Uno de esos hechos sucedió en el São Paulo antiguo con uno de sus parientes lejanos, persona de buena presencia pero muy poco inteligente. Consiguió él que le dieran el cargo de juez en una comarca vecina de la Capital, probablemente debido a sus relaciones sociales. Sin embargo, debido a su incapacidad para juzgar cualquier causa cuya complejidad fuese tan sólo un poco mayor de lo normal, llevaba en ese lugar la vida apagada de quienes son nulos. Y lo peor no era la falta de dotes intelectuales, sino la pereza. No hacía ningún esfuerzo para mejorar su situación.
Había en la localidad una viuda muy rica que quería casarse con él sólo porque el joven tenía un buen físico. Pero él, como no gustaba de ella, no quería aceptar la propuesta de ningún modo. La señora, dándose cuenta de hasta qué punto era blando y cuán poca personalidad tenía, mandó que unos sicarios invadieran su cuarto por la noche y lo raptaran como se raptaba antiguamente a una muchacha.
Y él no opuso resistencia…
Cuando llegó a casa de la mujer, la encontró furiosa, resuelta a casarse con él a toda costa. Como para resistir era necesario esfuerzo… ¡entonces decidió casarse!
La seriedad de doña Lucilia al contar la historia, así como su rechazo a tanta pusilanimidad, dispensaban el empleo de adjetivos para hacer reprobables a los ojos de sus hijos la pereza y la molicie de ese hombre.
El repudiar casi instintivamente esos vicios era la reacción más saludable que despertaba en sus oyentes.

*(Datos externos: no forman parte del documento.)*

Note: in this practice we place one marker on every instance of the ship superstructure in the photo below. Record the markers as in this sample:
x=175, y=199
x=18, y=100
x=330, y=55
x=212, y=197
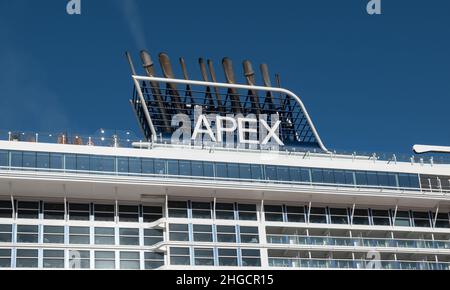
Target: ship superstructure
x=225, y=176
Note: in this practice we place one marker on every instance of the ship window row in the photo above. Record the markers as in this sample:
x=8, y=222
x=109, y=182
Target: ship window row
x=79, y=259
x=206, y=170
x=210, y=257
x=74, y=235
x=213, y=234
x=80, y=211
x=357, y=216
x=204, y=210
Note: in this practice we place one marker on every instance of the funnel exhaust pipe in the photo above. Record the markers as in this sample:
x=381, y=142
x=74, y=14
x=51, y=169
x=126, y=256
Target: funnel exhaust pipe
x=212, y=72
x=166, y=67
x=267, y=83
x=249, y=74
x=229, y=75
x=149, y=67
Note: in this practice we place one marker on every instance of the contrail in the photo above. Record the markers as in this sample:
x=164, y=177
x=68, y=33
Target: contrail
x=132, y=17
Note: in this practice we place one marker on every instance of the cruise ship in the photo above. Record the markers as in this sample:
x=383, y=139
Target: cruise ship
x=225, y=175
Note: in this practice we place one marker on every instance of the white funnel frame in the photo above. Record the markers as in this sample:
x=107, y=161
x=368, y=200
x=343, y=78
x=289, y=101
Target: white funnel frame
x=220, y=85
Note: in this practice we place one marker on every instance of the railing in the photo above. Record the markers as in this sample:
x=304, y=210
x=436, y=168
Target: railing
x=356, y=264
x=127, y=139
x=357, y=242
x=318, y=186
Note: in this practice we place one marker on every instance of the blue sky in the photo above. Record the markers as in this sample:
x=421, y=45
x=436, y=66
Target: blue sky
x=370, y=83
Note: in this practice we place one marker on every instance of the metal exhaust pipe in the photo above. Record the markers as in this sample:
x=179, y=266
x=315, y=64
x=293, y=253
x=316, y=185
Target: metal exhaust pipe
x=216, y=89
x=234, y=96
x=204, y=72
x=267, y=83
x=184, y=69
x=150, y=70
x=166, y=67
x=249, y=74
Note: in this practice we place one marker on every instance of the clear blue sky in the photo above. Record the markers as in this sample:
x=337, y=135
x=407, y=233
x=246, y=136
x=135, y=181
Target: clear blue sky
x=371, y=83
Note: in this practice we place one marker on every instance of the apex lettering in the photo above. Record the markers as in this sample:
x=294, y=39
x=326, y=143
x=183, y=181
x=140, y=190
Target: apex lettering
x=249, y=131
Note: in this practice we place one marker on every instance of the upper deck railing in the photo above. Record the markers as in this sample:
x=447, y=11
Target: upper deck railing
x=127, y=139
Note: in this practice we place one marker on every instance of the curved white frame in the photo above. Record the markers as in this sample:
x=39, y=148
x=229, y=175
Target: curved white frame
x=222, y=85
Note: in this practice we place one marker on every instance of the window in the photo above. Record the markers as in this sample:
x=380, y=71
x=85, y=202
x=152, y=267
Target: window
x=203, y=233
x=56, y=161
x=28, y=210
x=104, y=236
x=178, y=209
x=129, y=213
x=442, y=220
x=172, y=166
x=79, y=236
x=361, y=217
x=129, y=237
x=148, y=166
x=103, y=212
x=372, y=178
x=4, y=159
x=296, y=214
x=27, y=234
x=249, y=235
x=226, y=234
x=251, y=258
x=5, y=209
x=160, y=167
x=29, y=160
x=228, y=257
x=122, y=165
x=361, y=178
x=102, y=164
x=79, y=259
x=153, y=260
x=130, y=261
x=134, y=166
x=225, y=211
x=5, y=233
x=184, y=168
x=26, y=258
x=179, y=232
x=105, y=260
x=421, y=219
x=339, y=216
x=273, y=213
x=201, y=210
x=5, y=258
x=318, y=215
x=204, y=257
x=381, y=218
x=402, y=219
x=53, y=259
x=54, y=211
x=152, y=213
x=153, y=236
x=317, y=175
x=53, y=235
x=79, y=212
x=82, y=162
x=247, y=212
x=180, y=256
x=16, y=159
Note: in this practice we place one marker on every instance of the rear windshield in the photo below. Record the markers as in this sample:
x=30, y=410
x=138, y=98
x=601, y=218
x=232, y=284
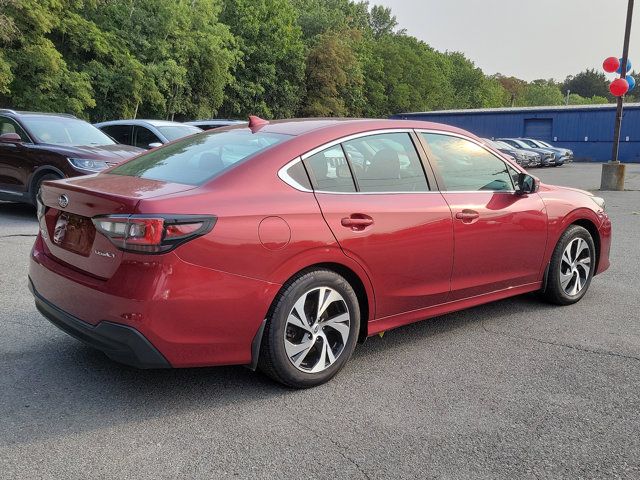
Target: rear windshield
x=194, y=160
x=174, y=132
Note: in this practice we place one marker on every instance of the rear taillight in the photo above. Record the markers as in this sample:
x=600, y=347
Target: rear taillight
x=40, y=207
x=152, y=234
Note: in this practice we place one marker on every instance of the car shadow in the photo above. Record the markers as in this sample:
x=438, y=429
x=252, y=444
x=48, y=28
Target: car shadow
x=60, y=378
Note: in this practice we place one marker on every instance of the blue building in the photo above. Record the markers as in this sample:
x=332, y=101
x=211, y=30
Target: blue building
x=585, y=129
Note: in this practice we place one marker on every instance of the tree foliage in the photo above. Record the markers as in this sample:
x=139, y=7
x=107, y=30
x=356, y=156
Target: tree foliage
x=104, y=59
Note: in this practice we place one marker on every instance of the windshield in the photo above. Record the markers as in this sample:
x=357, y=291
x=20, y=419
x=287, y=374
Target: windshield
x=197, y=159
x=65, y=131
x=174, y=132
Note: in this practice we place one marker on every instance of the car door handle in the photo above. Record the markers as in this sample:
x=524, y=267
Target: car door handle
x=467, y=215
x=357, y=222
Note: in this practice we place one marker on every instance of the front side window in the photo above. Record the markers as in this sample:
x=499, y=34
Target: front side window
x=145, y=137
x=65, y=131
x=466, y=166
x=120, y=133
x=329, y=171
x=195, y=160
x=386, y=162
x=174, y=132
x=7, y=125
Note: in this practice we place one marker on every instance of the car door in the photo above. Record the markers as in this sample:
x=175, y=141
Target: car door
x=15, y=159
x=144, y=137
x=375, y=197
x=500, y=237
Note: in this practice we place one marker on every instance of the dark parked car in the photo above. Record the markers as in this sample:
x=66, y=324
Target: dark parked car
x=215, y=123
x=277, y=246
x=35, y=147
x=564, y=154
x=146, y=133
x=525, y=158
x=548, y=157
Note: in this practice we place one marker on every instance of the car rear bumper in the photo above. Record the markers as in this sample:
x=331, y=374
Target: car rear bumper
x=121, y=343
x=191, y=315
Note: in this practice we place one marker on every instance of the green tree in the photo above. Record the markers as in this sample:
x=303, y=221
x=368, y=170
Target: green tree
x=541, y=93
x=383, y=22
x=334, y=78
x=587, y=84
x=316, y=17
x=471, y=87
x=268, y=80
x=39, y=77
x=412, y=74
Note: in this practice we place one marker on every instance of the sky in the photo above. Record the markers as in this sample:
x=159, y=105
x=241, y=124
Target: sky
x=528, y=39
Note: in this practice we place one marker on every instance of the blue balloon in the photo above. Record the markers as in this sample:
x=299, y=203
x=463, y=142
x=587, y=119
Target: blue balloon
x=631, y=81
x=628, y=66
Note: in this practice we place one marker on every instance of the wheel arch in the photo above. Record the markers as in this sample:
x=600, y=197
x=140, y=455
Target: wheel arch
x=595, y=234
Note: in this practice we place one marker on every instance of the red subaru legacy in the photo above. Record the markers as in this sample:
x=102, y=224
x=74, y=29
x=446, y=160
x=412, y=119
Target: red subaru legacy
x=281, y=245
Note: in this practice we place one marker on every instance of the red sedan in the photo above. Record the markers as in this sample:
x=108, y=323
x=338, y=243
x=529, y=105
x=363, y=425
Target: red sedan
x=281, y=245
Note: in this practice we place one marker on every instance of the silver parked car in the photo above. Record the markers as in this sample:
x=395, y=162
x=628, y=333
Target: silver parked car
x=146, y=133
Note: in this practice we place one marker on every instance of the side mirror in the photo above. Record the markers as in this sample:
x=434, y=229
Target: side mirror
x=527, y=184
x=10, y=138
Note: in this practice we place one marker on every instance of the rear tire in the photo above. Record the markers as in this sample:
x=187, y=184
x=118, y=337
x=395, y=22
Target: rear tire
x=38, y=184
x=571, y=268
x=300, y=348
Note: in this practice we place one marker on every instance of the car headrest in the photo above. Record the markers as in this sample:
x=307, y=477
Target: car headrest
x=384, y=164
x=211, y=162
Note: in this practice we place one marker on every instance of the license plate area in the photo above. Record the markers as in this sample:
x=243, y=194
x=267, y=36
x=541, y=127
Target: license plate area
x=74, y=233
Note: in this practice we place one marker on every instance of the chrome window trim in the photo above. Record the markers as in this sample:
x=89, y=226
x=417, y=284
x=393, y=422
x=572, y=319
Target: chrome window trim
x=286, y=178
x=29, y=139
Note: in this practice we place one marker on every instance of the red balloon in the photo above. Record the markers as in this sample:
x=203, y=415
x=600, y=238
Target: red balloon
x=611, y=64
x=619, y=87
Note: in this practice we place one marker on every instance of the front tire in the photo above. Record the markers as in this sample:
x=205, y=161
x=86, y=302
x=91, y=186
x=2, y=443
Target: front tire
x=311, y=330
x=572, y=267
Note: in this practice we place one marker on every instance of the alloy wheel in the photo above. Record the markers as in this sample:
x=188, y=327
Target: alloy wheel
x=317, y=330
x=575, y=266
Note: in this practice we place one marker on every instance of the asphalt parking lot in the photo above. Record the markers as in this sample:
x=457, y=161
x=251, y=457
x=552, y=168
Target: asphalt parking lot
x=514, y=389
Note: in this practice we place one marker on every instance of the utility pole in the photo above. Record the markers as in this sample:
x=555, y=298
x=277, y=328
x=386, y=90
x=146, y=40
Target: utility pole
x=613, y=171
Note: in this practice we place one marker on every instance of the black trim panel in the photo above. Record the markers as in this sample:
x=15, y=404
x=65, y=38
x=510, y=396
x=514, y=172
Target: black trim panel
x=121, y=343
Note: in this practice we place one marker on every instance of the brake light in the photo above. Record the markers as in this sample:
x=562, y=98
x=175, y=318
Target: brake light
x=152, y=234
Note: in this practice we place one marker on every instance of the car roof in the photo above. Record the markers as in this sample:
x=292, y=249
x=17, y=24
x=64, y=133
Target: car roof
x=140, y=121
x=216, y=121
x=302, y=126
x=23, y=113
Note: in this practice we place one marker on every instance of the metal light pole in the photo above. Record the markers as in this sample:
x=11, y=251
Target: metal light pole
x=613, y=171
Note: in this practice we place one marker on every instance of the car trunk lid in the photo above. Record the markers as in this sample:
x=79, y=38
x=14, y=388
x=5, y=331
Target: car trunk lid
x=66, y=224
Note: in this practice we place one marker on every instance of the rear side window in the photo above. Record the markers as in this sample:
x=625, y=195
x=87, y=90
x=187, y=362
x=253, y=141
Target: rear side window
x=329, y=171
x=197, y=159
x=7, y=125
x=466, y=166
x=120, y=133
x=145, y=137
x=386, y=162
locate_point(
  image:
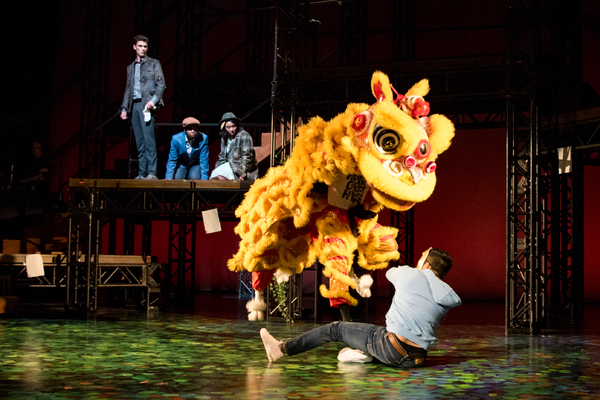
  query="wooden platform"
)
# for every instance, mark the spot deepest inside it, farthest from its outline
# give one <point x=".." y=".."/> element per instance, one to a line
<point x="160" y="184"/>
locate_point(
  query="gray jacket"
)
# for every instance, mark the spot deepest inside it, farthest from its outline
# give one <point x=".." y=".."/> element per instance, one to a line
<point x="152" y="83"/>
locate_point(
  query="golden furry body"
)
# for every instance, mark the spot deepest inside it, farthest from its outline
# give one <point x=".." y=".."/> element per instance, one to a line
<point x="286" y="225"/>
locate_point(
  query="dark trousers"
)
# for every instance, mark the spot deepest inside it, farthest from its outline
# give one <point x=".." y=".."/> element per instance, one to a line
<point x="144" y="140"/>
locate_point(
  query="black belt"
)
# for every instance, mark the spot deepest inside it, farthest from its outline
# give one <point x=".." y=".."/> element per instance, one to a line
<point x="417" y="358"/>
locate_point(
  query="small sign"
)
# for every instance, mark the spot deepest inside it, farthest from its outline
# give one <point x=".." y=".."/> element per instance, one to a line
<point x="211" y="220"/>
<point x="347" y="191"/>
<point x="35" y="265"/>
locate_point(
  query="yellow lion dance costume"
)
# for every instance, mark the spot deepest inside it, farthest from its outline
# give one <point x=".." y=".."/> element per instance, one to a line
<point x="369" y="157"/>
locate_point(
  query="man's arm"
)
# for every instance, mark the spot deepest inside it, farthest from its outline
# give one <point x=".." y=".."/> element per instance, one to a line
<point x="126" y="96"/>
<point x="159" y="78"/>
<point x="204" y="158"/>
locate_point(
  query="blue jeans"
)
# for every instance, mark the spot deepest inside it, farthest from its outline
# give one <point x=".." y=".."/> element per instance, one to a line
<point x="368" y="338"/>
<point x="144" y="140"/>
<point x="185" y="172"/>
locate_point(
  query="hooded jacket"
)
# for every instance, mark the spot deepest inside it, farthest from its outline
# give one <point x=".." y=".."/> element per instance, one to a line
<point x="420" y="301"/>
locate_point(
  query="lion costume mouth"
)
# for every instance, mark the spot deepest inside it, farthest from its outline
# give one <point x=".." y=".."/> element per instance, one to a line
<point x="391" y="202"/>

Años de grandes transformaciones

cap7_010Al finalizar la guerra en 1918, se inicia el período que los historiadores denominan «Entre las dos guerras». Los armónicos acordes del vals son sustituidos por los estridentes y cacofónicos sones del jazz; los sobrios y graves carruajes tirados por caballos son suplantados definitivamente por el automóvil, que imprime un nuevo ritmo a la existencia; y las señoras, hasta entonces reinas del hogar, dan los primeros pasos hacia la igualdad de sexos. De golpe, las faldas suben de los tobillos a las rodillas, liberando los pasos de los largos y bellos vestidos de otrora; se iniciaba así, resueltamente, una caminata cuyo término final era —todos lo presentían— el impudor.
En aras de la moda y del pragmatismo, las señoras deciden cortar sus cabellos, hasta aquel momento largos y cuidadosamente peinados, como coronas que realzaban su dignidad. Nace entonces el estilo llamado «à la garçonne» (A la muchacho). El colorete y el lápiz de labios, que la dama celosa de su honor nunca usaría, irrumpen en las costumbres, hasta entonces recatadas. La risa, que antes ocupaba un papel discreto en la vida, pasó a ser considerada símbolo necesario de la felicidad —idea ampliamente difundida por el cine de Hollywood— relegando a un segundo plano, en las reuniones sociales, a todos los que no sabían contar chistes y no tenían el pseudocarisma de provocar una constante hilaridad.cap7_008

Un pequeño y conmovedor episodio ilustrará con nitidez la resistencia que ella oponía al espíritu “moderno”.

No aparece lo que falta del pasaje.